While on my recent trip to Seoul, a favourite city of mine, I went to visit the ‘Culture Chanel‘ experience. An incredible, tightly curated exhibit that guides you through the Coco design process, from inspiration to execution. Chanel showcased photographs, sketches, artworks and objects from History to describe Coco Chanel’s eye for detail with the physical and intangible references in her work. To me, this was an eye widening observation into the intentions and play of her practice. Her work is a web of her experiences growing up, along with the art and culture she was exposed to as a human being. We can even see such respect for history and getting-things-right in advertising campaigns that re-enact significant scenes and moments in time, to the facial expressions and poses the models wear. It reminds me of Nigel Cabourn‘s work, entirely influenced by objects from the past, moments in History, and vintage fabrics. To put these words into play, his recent autumn/winter collection was his tribute to the centenary of WWI, and those heroes who fought in the infamous trenches. For this collection, Cabourn worked closely with many woollen mills in the British isles to come up with materials that were absolutely authentic to the time.
These kinds of considerations are to me, what differentiate good from great creation. To think about the roots of where things originated, and to draw from your own experiences to translate these ideas and moments into a contemporary context is a very delicate art. It is this that only those with keen eyes and heavy, passionate hearts can translate to our world without confusing the message.

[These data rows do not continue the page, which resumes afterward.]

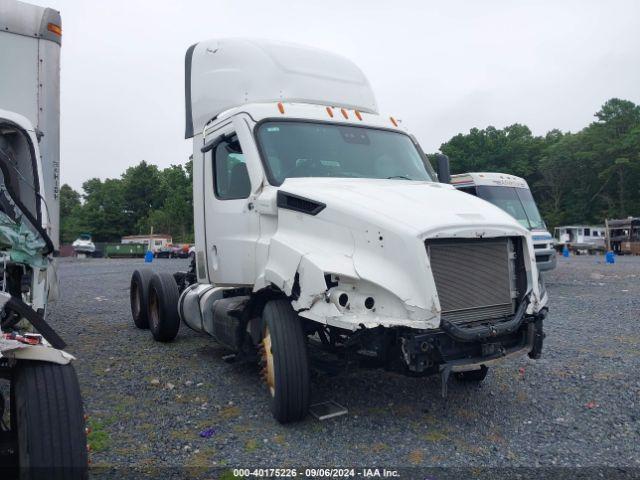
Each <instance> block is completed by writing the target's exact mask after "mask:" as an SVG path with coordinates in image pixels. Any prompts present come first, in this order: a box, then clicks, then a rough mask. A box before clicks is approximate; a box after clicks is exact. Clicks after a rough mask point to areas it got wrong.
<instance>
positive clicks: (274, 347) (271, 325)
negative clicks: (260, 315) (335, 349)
mask: <svg viewBox="0 0 640 480" xmlns="http://www.w3.org/2000/svg"><path fill="white" fill-rule="evenodd" d="M262 319H263V329H262V332H263V340H262V344H261V351H262V352H261V353H262V355H261V357H262V364H263V370H262V372H263V375H264V378H265V381H266V382H267V387H268V389H269V393H270V399H271V412H272V413H273V416H274V418H275V419H276V420H277V421H278V422H280V423H288V422H295V421H298V420H302V419H303V418H304V417H305V416H306V415H307V412H308V410H309V359H308V356H307V344H306V338H305V335H304V332H303V330H302V324H301V323H300V319H299V317H298V314H297V313H296V312H295V311H294V310H293V308H292V307H291V304H290V303H289V301H288V300H286V299H281V300H271V301H269V302H267V304H266V305H265V307H264V310H263V312H262Z"/></svg>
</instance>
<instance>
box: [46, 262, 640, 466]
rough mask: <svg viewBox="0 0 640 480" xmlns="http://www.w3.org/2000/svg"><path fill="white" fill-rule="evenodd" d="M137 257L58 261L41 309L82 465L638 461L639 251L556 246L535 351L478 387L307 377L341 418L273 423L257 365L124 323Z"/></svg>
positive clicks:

This leads me on to the Chanel SS15 show, that has had the world screaming and shouting. Perhaps the fashion world and all its keeping-cool-in-desperation-to-sell-stuff during this economic lull, has gone to some of our heads. Like many, I don’t think ending a Chanel show with faux-feminism, in a confusing and awkward fashion-protest is in great taste. It has left me wondering if ‘fashion’ is getting in the way of goodness.
I won’t go any further, otherwise I will find myself repeating what my news feeds have been spitting out recently, but Style Bubble sums it up quite to the point.